The Fate of Western Civilization

The point of Raspail’s book seems to be that Western civilization is psychologically incapable of defending itself.  The French in the end order their miltary to shoot or sink the approaching menacing armada, but the soldiers and navy refuse and flee.  Eventually, at the end of the novel, as examples of the overrunning by the third world, the mayor of New York is made to share Gracie Mansion with three families from Harlem, the Queen of England must marry her son to a Pakistani and other huge armadas are ready to head for Australia, New Zealand, and Europe.

Raspail has been accused of writing a racist tract, but that is too simple.  As an example, one main spokesman for European civilization in the novel is non-white but has embraced what he sees as the best of Western civilization.

As another reviewer, Dominique M. Sanchez, puts it:

“I did not see it as a racist book but as a book written by an elitist who is strongly attached to his way of life and fearful of seeing it vanish. All cultures are protective and proud of their own ways and that includes Asian, African, Middle Eastern, Latin populations.
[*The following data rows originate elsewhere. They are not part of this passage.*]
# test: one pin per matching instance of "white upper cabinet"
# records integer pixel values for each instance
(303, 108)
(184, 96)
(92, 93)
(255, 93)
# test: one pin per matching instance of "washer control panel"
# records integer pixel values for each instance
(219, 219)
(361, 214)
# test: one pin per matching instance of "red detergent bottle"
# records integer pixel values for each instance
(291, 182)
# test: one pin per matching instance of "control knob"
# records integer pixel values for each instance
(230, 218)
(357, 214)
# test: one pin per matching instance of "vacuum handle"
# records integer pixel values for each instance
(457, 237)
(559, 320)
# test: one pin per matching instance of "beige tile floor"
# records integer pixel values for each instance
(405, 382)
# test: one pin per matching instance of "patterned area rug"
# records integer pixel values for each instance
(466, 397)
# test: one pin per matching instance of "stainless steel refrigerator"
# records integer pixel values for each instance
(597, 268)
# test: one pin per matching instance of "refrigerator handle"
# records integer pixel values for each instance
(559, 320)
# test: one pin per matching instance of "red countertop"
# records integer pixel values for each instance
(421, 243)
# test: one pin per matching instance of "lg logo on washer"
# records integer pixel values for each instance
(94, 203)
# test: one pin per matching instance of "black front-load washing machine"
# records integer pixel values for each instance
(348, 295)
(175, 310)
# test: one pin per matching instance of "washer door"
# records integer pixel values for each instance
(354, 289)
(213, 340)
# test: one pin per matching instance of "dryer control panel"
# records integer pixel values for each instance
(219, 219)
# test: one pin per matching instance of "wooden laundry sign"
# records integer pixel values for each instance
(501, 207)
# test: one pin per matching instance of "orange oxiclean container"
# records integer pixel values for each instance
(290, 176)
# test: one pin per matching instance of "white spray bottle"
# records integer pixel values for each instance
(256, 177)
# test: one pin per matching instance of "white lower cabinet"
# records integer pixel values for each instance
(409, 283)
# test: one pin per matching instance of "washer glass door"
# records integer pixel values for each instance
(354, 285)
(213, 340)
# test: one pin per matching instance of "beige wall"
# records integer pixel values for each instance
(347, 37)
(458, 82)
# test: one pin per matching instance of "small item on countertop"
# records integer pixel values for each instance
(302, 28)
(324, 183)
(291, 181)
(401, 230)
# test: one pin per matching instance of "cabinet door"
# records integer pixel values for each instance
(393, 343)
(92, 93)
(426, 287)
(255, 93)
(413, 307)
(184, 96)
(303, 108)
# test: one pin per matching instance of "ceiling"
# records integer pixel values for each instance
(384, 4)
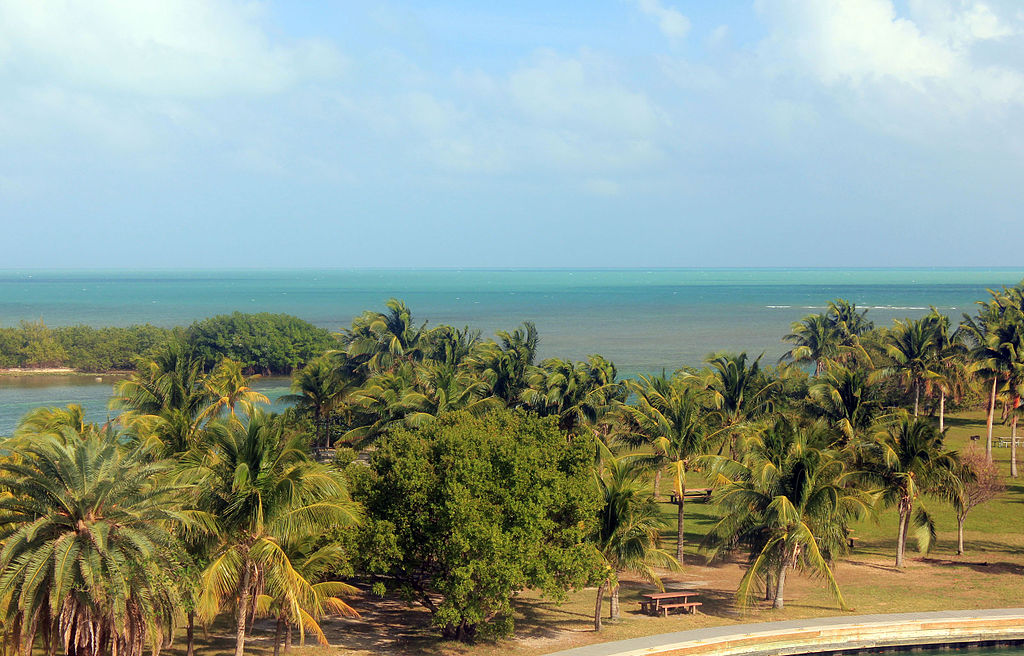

The issue here is poverty and exploitation, not necessarily race.”

Over the years, as migrant and refugee crises have cropped up here and there, those from both sides of the political spectrum have referred to this book from the mid-1970s.

The National Review, a prestigious conservative publication, in 2014 had a short essay by Mackubin Thomas Owens about The Camp of the Saints after the sudden influx of migrant children into the United States.  He asserted the deficiencies of multiculturalism and the loss of self-confidence of Western liberal society:

“Instead, multiculturalism has spawned a balkanized society of resentful members of various groups that seek favors for themselves, often at the expense of other groups — identity politics at its worst.”

The Atlantic, a literary and cultural magazine that would likely be considered too liberal by the National Review, examined The Camp of the Saints 20 years prior to that, trying to place the fictional events of Raspail’s novel in the context of exploitation of the third world.

The authors, Matthew Connelly and Paul Kennedy, wrote in 1994 that:

“Perhaps the global problem of the early twenty-first century is basically this: that across our planet a number of what might be termed demographic-technological fault lines are emerging, between fast-growing, adolescent, resource-poor, undercapitalized, and undereducated populations on one side and technologically inventive, demographically moribund, and increasingly nervous rich societies on the other.”

The Fault Line of War

It seems to me that the main fault line is simpler than that, and it’s called war.  The current migrant and refugee numbers are a direct result of civil, guerilla and national wars.  Right now, on the continent of Africa alone, there are something like 20 nations with major conflicts with a half-million or more of their citizens on the move, struggling to survive.  That’s not even on the horizon of most Western minds.  Never mind all the displacement from the Middle East conflicts that is front and centre in the media now.

My modest proposal is that those nations who profit most from the billions of dollars they are making in the arms trade, who export the weapons of war, should import the most refugees.

By that measure, the United States, Russia, Germany, China and France should be taking in the most.  Great Britain (no. 6) and Canada (no. 15) should also be stepping up.  (And remember the hypocrisy when representatives of those nations prattle about the evils of war.)

Connelly and Kennedy put it well at the end of their Atlantic article:

“However the debate unfolds, it is, alas, likely that a large part of it–on issues of population, migration, rich versus poor, race against race–will have advanced little beyond the considerations and themes that are at the heart of one of the most disturbing novels of the late twentieth century, Jean Raspail’s The Camp of the Saints. It will take more than talk to prove the prophet wrong.”